Was John Sargeant right to use the 'N-word' on the BBC?

John Sargeant’s performance on the BBC Newsnight Review show yesterday was bizarre. He managed to say the n-word twice during a discussion of Django Unchained, and later described parts of a TV programme as “American bullshit”.

Among those watching the show, some wondered whether the BBC would receive complaints. Others applauded Sargeant’s no-nonsense approach. I found his language tiresome.

Clearly, Sargeant has the right to say rude words. This blog has long argued that people who cause offence should not be punished in the law, however unpleasant their comments. With that disclaimer out of the way, we can ‘review the Review Show’ and ask whether Sargeant should have repeated that most notorious of racial epithets.

I think his first use of the word was only barely justified.
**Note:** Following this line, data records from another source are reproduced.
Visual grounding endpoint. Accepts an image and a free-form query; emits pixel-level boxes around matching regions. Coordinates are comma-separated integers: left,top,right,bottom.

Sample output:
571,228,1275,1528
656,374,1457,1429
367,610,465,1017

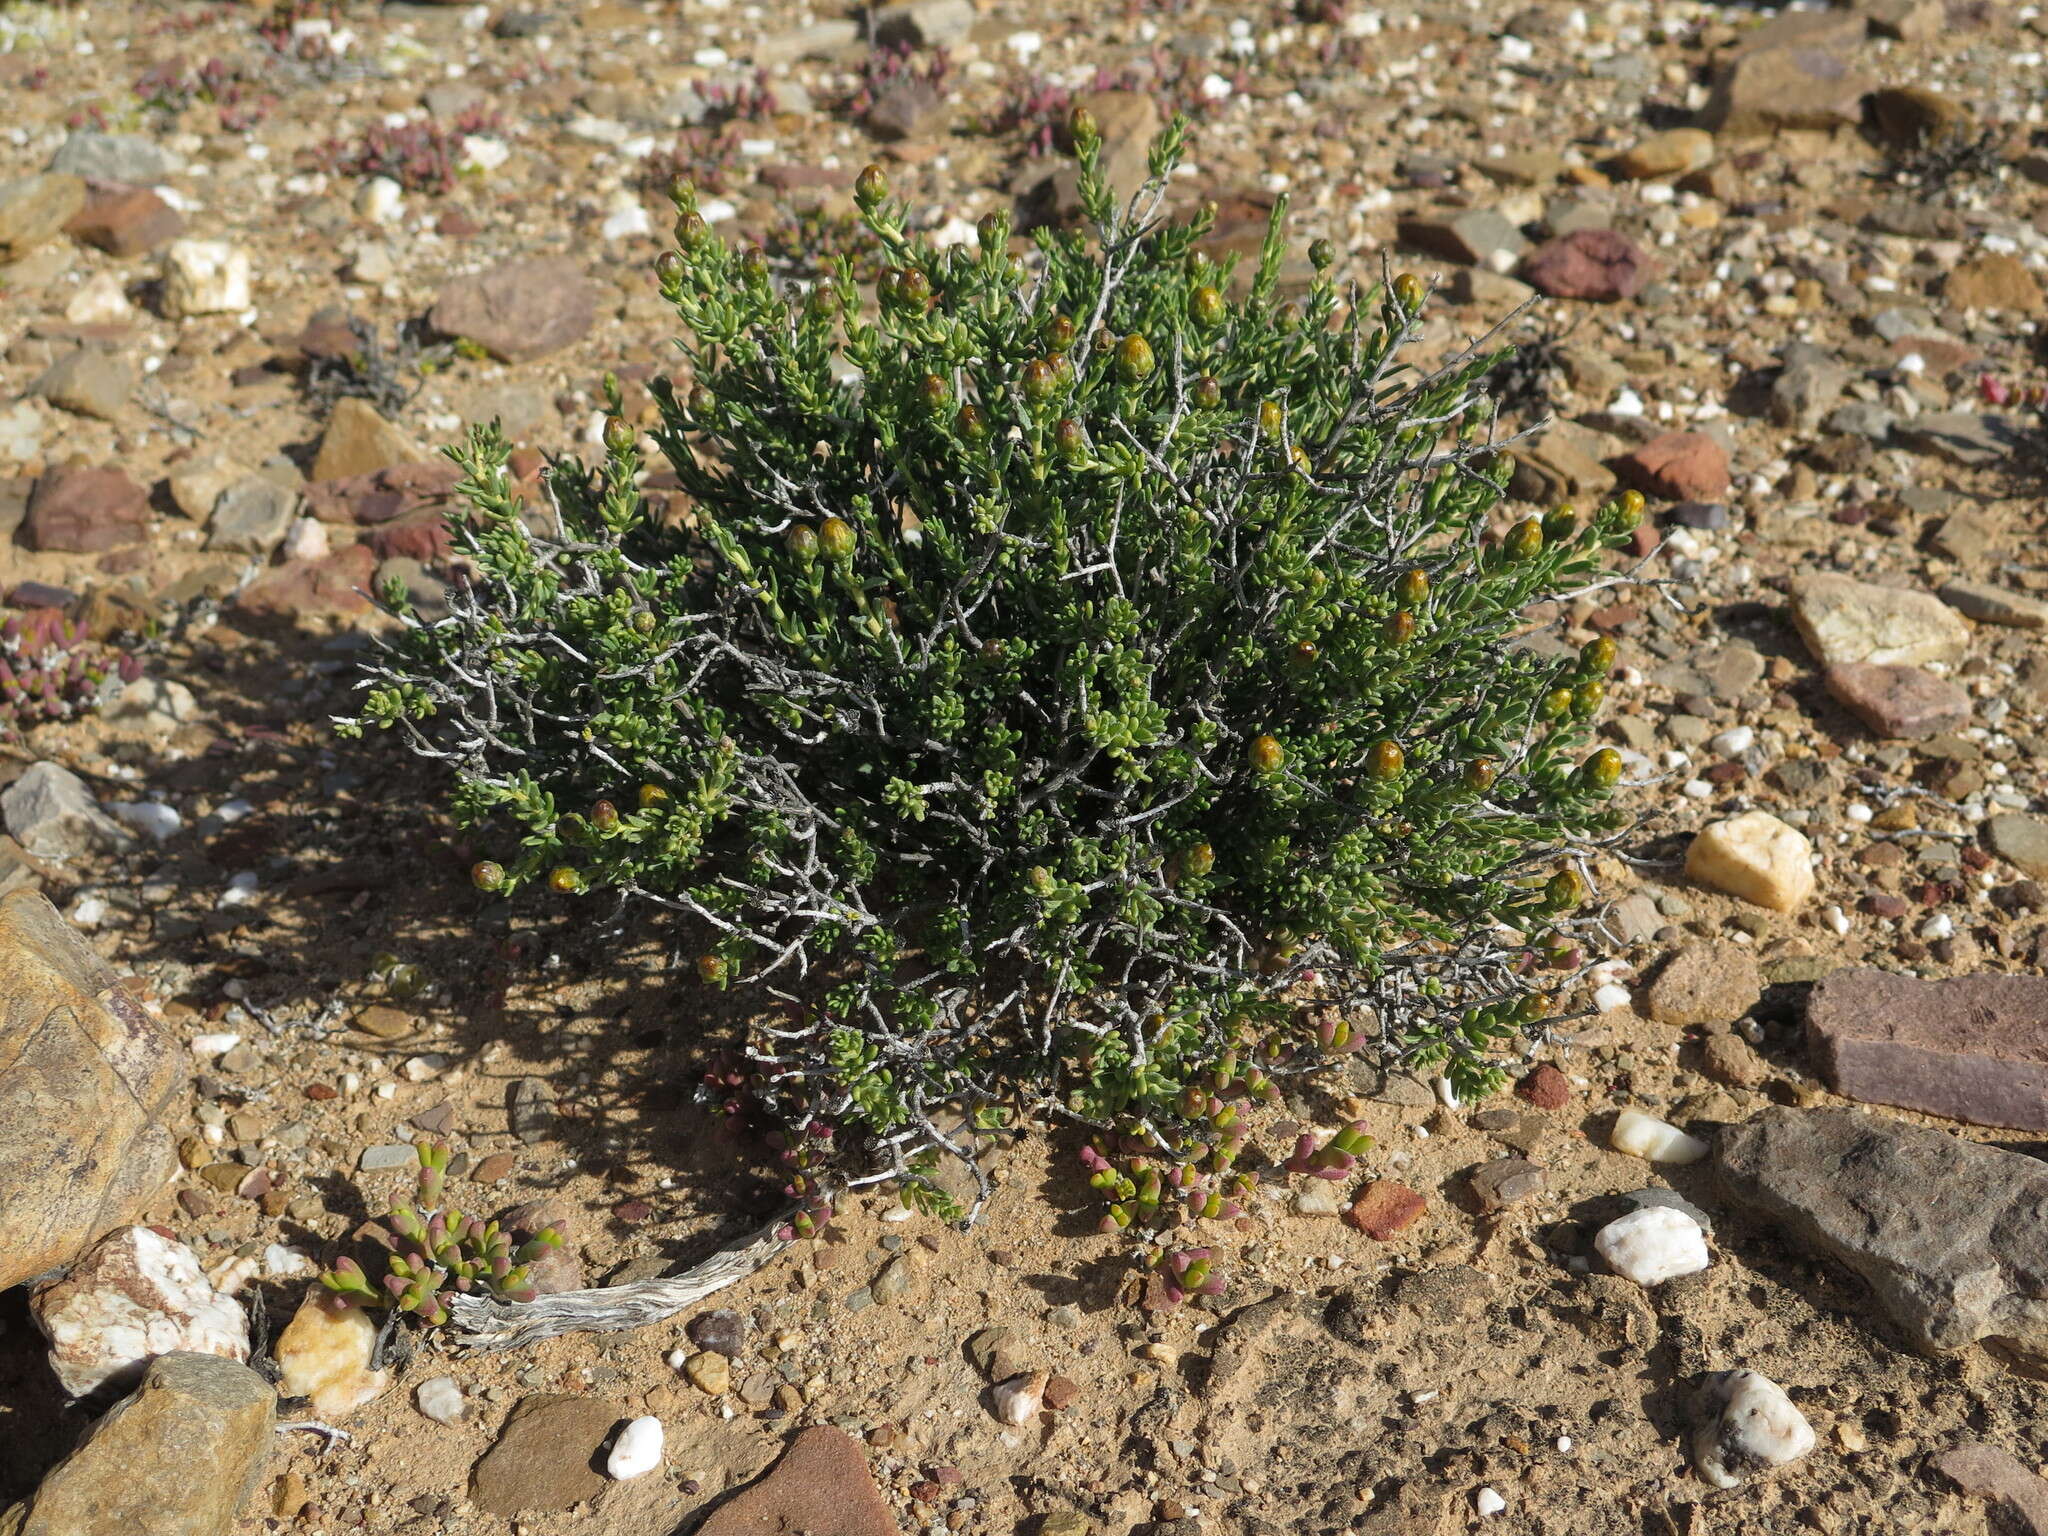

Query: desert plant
345,114,1635,1277
319,1142,560,1326
0,610,143,742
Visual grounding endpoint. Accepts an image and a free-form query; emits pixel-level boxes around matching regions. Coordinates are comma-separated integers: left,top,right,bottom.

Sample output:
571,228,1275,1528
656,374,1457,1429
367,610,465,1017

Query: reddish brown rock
429,256,597,364
1937,1442,2048,1532
695,1426,900,1536
1699,9,1874,134
66,186,184,257
1516,1063,1572,1110
1519,228,1652,302
1615,432,1730,502
21,465,149,552
469,1394,623,1516
367,510,452,564
1825,662,1970,740
301,462,464,526
1806,969,2048,1130
1345,1179,1426,1240
232,544,378,623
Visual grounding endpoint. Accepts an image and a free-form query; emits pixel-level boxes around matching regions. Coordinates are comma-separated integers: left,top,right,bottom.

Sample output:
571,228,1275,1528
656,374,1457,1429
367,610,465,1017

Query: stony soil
3,0,2048,1533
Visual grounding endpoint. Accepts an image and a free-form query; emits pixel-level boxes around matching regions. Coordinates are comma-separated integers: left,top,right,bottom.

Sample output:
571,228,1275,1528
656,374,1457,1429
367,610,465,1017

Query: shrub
345,115,1636,1260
He was describing the fact that it was used a great deal in Quentin Tarantino’s film, and that it was also used a great deal in America during the era of slavery. So, the word was used in context. In these discussions, I think we excuse the speaker, granting a kind of ‘qualified privilege’ because we know one has to say the word if one is to discuss it.

Nevertheless, that entire conversational route seemed banal. Tarantino movies are known for their uncompromising language and violence. They are famous for depicting people at their most base and visceral. That this particular auteur would allow his characters to continuously and casually utter the n-word is barely noteworthy! It would have been more remarkable if the word had been absent from the script. Sargeant’s wide-eyed amazement at this most obvious and necessary of directorial choices seemed extremely naïve. He is clearly not familiar with Tarantino’s œvre.

Later, however, Sargeant asked his fellow panellist Natalie Haynes outright: “Would you use the word nigger in Television”. This was unnecessary. Precisely because of directors like Tarantino, there is no real taboo on the n-word in broadcasting. It is of course discordant to hear it from Sargeant’s polished lips, but being controversial and iconoclastic just for the sake of it is really quite tedious.

Likewise with the use of “bullshit” later in the programme. Some viewers thought this was cool, but Sargeant immediately drew attention to his bad language, “I’m not supposed to say that!” He tittered.

Yawn. It would have been classier to plough on with his review of the piece, without breaking stride. Classier still would have been to pick a better, more incisive word. “Bullshit” is a blunderbuss of a phrase that has no place on a programme that hopes to provide a genuine insight into contemporary culture.

So, for the sake of a cheap frisson in place of an actual critic’s insight, John Sargeant has used the bullies’ word. Twice. Those who have had that word spat at them, who have experienced the word used with venom, as a threat, with the intent to demean and suppress, would have recalled those experiences as the former BBC man smirked.

Should Sargeant be allowed to say such words in TV? Yes. Should we think better of him for doing so? No.

Update

Padraig reminds me of another antiquated phrase in Sargeant’s vocabulary:

3 thoughts on “Was John Sargeant right to use the 'N-word' on the BBC?

  1. I was totally confused by jewess too. Who the hell says that?

    He didn’t bring up the N word use, and he rightly pointed out he lived through some of this, so he wasn’t simply pushing an expected attitude. (If he later says “me and my nigga Denzil” or similar, then perhaps I’ll have to take this back) I think Natalie Haynes was however maintaining a dimly understood position, and hence looked a bit embarrassed. But it did seem a bit forced by Sargeant, and maybe a little bit bullying.

    But his liking of Yes, Prime Minister was probably the worst faux pas.

  2. I find the Review Show itself a load of tedious dribble, led by over-paid presenters and populated by mostly irksome, ego-inflated critics.
    To bother blogging about the word nigger being spoken in clearly defined context speaks volumes for the show’s mundane format and lack-lustre panel who prattle on in a rehearsal of the banter they will no doubt later publish in their columns amongst the weekend newspaper culture sections.